Package ‘ggpmisc’ makes it easier to add to plots created using ‘ggplot2’ annotations based on fitted models and other statistics. It does this by wrapping existing model fit and other functions. The same annotations can be produced by calling the model fit functions, extracting the desired estimates and adding them to plots. There are two advantages in wrapping these functions in an extension to package ‘ggplot2’: 1) we ensure the coupling of graphical elements and the annotations by building all elements of the plot using the same data and a consistent grammar and 2) we make it easier to annotate plots to the casual user of R, already familiar with the grammar of graphics.

To avoid confusion it is good to make clear what may seem obvious to some: if no plot is needed, then there is no reason to use this package. The values shown as annotations are not computed by ‘ggpmisc’ but instead by the usual model-fit and statistical functions from R and other packages. The same is true for model predictions, residuals, etc. that some of the functions in ‘ggpmisc’ display as lines, segments, or other graphical elements.
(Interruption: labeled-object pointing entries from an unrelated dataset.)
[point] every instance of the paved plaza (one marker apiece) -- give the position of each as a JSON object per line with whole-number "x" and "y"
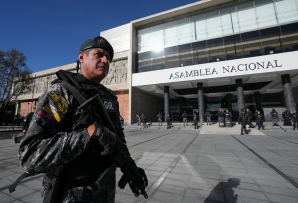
{"x": 185, "y": 165}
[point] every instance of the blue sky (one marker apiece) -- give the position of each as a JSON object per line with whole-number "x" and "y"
{"x": 50, "y": 32}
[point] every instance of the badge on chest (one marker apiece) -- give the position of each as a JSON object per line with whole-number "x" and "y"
{"x": 108, "y": 104}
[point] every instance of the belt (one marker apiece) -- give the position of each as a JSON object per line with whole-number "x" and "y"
{"x": 82, "y": 181}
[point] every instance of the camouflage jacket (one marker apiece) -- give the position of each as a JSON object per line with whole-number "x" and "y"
{"x": 57, "y": 137}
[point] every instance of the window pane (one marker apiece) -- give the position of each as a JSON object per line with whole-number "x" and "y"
{"x": 144, "y": 39}
{"x": 233, "y": 47}
{"x": 265, "y": 13}
{"x": 200, "y": 52}
{"x": 286, "y": 10}
{"x": 247, "y": 16}
{"x": 184, "y": 31}
{"x": 251, "y": 44}
{"x": 170, "y": 30}
{"x": 171, "y": 61}
{"x": 186, "y": 59}
{"x": 158, "y": 63}
{"x": 271, "y": 40}
{"x": 199, "y": 26}
{"x": 290, "y": 37}
{"x": 216, "y": 50}
{"x": 229, "y": 20}
{"x": 157, "y": 37}
{"x": 213, "y": 24}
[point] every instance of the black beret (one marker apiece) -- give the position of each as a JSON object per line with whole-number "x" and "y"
{"x": 98, "y": 42}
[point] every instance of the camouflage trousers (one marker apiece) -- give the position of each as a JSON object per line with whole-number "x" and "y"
{"x": 92, "y": 194}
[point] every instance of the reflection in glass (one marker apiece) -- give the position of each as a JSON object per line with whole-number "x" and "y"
{"x": 229, "y": 20}
{"x": 286, "y": 10}
{"x": 265, "y": 13}
{"x": 271, "y": 43}
{"x": 290, "y": 37}
{"x": 216, "y": 50}
{"x": 213, "y": 24}
{"x": 247, "y": 16}
{"x": 233, "y": 47}
{"x": 200, "y": 52}
{"x": 251, "y": 44}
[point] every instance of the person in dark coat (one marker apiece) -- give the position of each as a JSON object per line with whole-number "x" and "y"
{"x": 195, "y": 121}
{"x": 294, "y": 119}
{"x": 184, "y": 116}
{"x": 169, "y": 122}
{"x": 208, "y": 117}
{"x": 249, "y": 117}
{"x": 242, "y": 121}
{"x": 256, "y": 117}
{"x": 159, "y": 119}
{"x": 286, "y": 116}
{"x": 260, "y": 120}
{"x": 143, "y": 119}
{"x": 274, "y": 117}
{"x": 27, "y": 120}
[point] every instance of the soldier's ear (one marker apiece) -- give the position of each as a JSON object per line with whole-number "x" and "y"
{"x": 81, "y": 56}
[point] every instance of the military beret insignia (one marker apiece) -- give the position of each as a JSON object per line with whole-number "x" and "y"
{"x": 101, "y": 41}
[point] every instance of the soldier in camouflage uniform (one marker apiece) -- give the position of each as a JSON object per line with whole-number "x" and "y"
{"x": 60, "y": 136}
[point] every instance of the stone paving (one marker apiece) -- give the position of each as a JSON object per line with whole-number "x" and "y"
{"x": 186, "y": 165}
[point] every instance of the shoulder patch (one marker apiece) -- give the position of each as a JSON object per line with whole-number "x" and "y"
{"x": 60, "y": 103}
{"x": 109, "y": 90}
{"x": 108, "y": 104}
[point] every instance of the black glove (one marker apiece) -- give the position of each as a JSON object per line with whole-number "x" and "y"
{"x": 143, "y": 176}
{"x": 105, "y": 138}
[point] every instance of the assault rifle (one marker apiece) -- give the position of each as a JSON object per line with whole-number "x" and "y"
{"x": 132, "y": 174}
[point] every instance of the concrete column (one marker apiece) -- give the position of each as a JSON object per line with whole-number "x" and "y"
{"x": 240, "y": 95}
{"x": 258, "y": 100}
{"x": 182, "y": 102}
{"x": 229, "y": 102}
{"x": 288, "y": 92}
{"x": 166, "y": 101}
{"x": 201, "y": 105}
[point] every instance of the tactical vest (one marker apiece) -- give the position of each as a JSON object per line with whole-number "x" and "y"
{"x": 89, "y": 163}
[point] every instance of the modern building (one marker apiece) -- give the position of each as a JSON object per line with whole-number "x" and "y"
{"x": 211, "y": 54}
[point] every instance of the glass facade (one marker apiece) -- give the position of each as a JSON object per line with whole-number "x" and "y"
{"x": 246, "y": 29}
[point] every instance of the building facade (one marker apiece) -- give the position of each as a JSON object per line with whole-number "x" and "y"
{"x": 212, "y": 54}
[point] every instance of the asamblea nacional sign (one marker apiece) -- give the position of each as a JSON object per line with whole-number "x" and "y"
{"x": 238, "y": 67}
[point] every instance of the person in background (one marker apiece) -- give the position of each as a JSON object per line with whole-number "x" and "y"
{"x": 27, "y": 120}
{"x": 195, "y": 121}
{"x": 249, "y": 117}
{"x": 169, "y": 122}
{"x": 242, "y": 121}
{"x": 260, "y": 121}
{"x": 159, "y": 119}
{"x": 294, "y": 119}
{"x": 256, "y": 117}
{"x": 184, "y": 116}
{"x": 143, "y": 119}
{"x": 208, "y": 117}
{"x": 138, "y": 119}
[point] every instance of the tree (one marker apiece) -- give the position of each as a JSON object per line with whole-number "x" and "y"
{"x": 15, "y": 76}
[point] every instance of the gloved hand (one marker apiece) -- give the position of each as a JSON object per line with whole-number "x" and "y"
{"x": 105, "y": 138}
{"x": 126, "y": 170}
{"x": 143, "y": 176}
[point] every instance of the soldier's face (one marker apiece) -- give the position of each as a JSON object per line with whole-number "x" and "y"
{"x": 95, "y": 65}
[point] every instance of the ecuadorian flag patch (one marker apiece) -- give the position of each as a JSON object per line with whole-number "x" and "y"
{"x": 49, "y": 112}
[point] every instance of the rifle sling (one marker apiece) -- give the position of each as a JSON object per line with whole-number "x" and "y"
{"x": 14, "y": 185}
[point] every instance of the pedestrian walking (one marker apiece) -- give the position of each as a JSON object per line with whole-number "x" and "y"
{"x": 294, "y": 119}
{"x": 184, "y": 116}
{"x": 242, "y": 120}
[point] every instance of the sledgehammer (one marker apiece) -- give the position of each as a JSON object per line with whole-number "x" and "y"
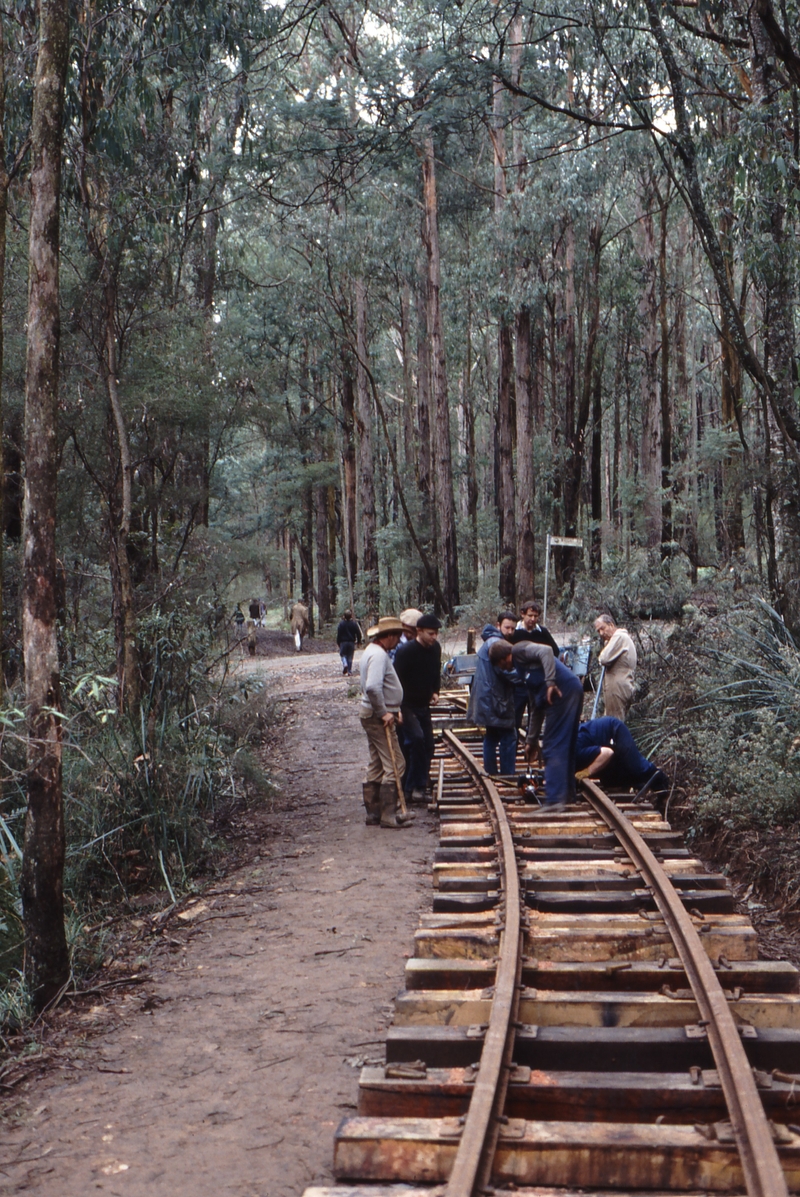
{"x": 401, "y": 797}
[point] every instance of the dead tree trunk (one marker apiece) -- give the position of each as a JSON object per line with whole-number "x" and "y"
{"x": 448, "y": 548}
{"x": 47, "y": 962}
{"x": 365, "y": 455}
{"x": 349, "y": 471}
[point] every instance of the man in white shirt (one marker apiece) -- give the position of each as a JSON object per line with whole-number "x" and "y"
{"x": 380, "y": 714}
{"x": 618, "y": 658}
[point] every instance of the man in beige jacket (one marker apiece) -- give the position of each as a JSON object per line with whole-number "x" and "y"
{"x": 618, "y": 658}
{"x": 380, "y": 714}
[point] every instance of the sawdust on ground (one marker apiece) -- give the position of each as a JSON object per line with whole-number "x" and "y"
{"x": 228, "y": 1069}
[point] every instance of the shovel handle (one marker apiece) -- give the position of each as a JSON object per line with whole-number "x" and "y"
{"x": 401, "y": 797}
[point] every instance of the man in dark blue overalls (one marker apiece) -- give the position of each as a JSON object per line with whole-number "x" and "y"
{"x": 556, "y": 697}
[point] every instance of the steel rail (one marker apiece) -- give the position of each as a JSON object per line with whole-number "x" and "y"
{"x": 473, "y": 1162}
{"x": 751, "y": 1129}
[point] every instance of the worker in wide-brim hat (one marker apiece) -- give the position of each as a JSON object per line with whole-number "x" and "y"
{"x": 380, "y": 714}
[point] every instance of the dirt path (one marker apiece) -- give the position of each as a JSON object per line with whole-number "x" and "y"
{"x": 228, "y": 1071}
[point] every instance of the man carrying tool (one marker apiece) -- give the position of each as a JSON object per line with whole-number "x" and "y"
{"x": 491, "y": 705}
{"x": 380, "y": 711}
{"x": 418, "y": 666}
{"x": 618, "y": 661}
{"x": 555, "y": 696}
{"x": 300, "y": 624}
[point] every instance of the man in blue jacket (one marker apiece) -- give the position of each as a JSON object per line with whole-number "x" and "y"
{"x": 491, "y": 702}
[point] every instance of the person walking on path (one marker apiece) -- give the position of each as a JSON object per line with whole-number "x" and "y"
{"x": 418, "y": 664}
{"x": 492, "y": 703}
{"x": 618, "y": 658}
{"x": 556, "y": 696}
{"x": 380, "y": 711}
{"x": 300, "y": 624}
{"x": 349, "y": 635}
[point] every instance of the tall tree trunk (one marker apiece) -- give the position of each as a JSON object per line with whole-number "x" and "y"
{"x": 349, "y": 471}
{"x": 448, "y": 548}
{"x": 597, "y": 472}
{"x": 47, "y": 962}
{"x": 505, "y": 488}
{"x": 365, "y": 455}
{"x": 664, "y": 390}
{"x": 525, "y": 472}
{"x": 5, "y": 182}
{"x": 650, "y": 448}
{"x": 505, "y": 382}
{"x": 129, "y": 688}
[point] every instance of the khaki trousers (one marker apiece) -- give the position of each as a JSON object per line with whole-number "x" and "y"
{"x": 617, "y": 694}
{"x": 380, "y": 767}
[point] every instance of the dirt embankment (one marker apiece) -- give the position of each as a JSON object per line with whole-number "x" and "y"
{"x": 228, "y": 1067}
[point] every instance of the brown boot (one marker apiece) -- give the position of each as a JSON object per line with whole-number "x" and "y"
{"x": 389, "y": 806}
{"x": 371, "y": 791}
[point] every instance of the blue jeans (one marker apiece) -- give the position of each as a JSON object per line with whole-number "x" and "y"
{"x": 505, "y": 740}
{"x": 559, "y": 739}
{"x": 418, "y": 747}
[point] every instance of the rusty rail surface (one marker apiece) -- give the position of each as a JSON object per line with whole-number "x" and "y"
{"x": 473, "y": 1162}
{"x": 759, "y": 1160}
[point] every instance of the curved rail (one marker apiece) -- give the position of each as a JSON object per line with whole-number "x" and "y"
{"x": 759, "y": 1160}
{"x": 473, "y": 1162}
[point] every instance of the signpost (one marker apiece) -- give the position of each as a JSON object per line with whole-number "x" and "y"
{"x": 556, "y": 542}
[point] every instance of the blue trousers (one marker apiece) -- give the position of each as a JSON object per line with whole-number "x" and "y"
{"x": 628, "y": 767}
{"x": 418, "y": 747}
{"x": 503, "y": 739}
{"x": 559, "y": 739}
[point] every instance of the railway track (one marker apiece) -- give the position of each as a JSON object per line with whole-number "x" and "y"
{"x": 585, "y": 1012}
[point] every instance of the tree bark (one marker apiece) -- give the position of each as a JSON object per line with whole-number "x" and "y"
{"x": 349, "y": 469}
{"x": 650, "y": 444}
{"x": 365, "y": 455}
{"x": 129, "y": 688}
{"x": 47, "y": 962}
{"x": 505, "y": 487}
{"x": 448, "y": 548}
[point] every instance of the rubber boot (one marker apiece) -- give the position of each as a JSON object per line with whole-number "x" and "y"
{"x": 389, "y": 806}
{"x": 371, "y": 791}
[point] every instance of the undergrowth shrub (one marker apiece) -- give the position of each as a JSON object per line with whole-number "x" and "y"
{"x": 721, "y": 699}
{"x": 146, "y": 798}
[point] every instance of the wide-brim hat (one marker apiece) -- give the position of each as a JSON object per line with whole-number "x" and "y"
{"x": 385, "y": 625}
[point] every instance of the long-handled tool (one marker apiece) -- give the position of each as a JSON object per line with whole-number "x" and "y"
{"x": 401, "y": 797}
{"x": 597, "y": 697}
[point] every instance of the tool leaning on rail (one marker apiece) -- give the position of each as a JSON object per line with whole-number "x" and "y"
{"x": 444, "y": 1111}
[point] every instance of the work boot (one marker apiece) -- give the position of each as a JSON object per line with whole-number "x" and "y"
{"x": 371, "y": 791}
{"x": 389, "y": 807}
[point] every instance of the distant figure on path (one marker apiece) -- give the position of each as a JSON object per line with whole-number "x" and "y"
{"x": 618, "y": 658}
{"x": 300, "y": 624}
{"x": 349, "y": 635}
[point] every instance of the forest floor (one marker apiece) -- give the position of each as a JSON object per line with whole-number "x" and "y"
{"x": 226, "y": 1064}
{"x": 228, "y": 1067}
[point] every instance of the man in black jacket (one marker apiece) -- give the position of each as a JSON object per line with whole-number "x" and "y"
{"x": 534, "y": 633}
{"x": 418, "y": 666}
{"x": 349, "y": 635}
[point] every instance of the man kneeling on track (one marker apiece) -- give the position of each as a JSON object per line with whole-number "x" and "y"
{"x": 380, "y": 711}
{"x": 556, "y": 696}
{"x": 607, "y": 749}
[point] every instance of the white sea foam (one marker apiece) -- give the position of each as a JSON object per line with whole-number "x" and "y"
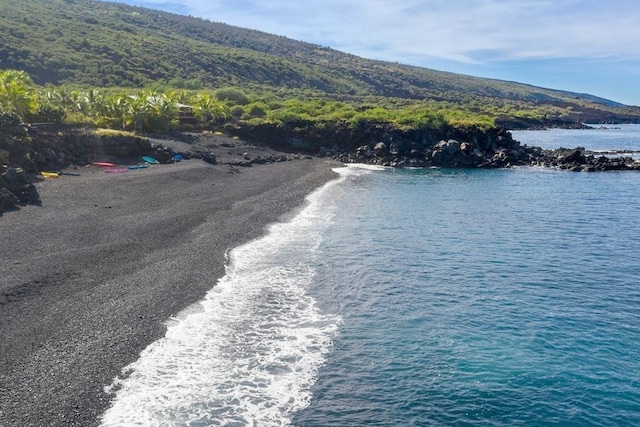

It is also important to remember that in most cases data analysis including exploratory and other stages should take place before annotated plots for publication are produced. Even though data analysis can benefit from combined numerical and graphical representation of the results, the use I envision for ‘ggpmisc’ is mainly for the production of plots for publication or communication. In case case, whether used for analysis or communication, it is crucial that users cite and refer both to ‘ggpmisc’ and to the underlying R and R packages when publishing plots created with functions and methods from ‘ggpmisc’.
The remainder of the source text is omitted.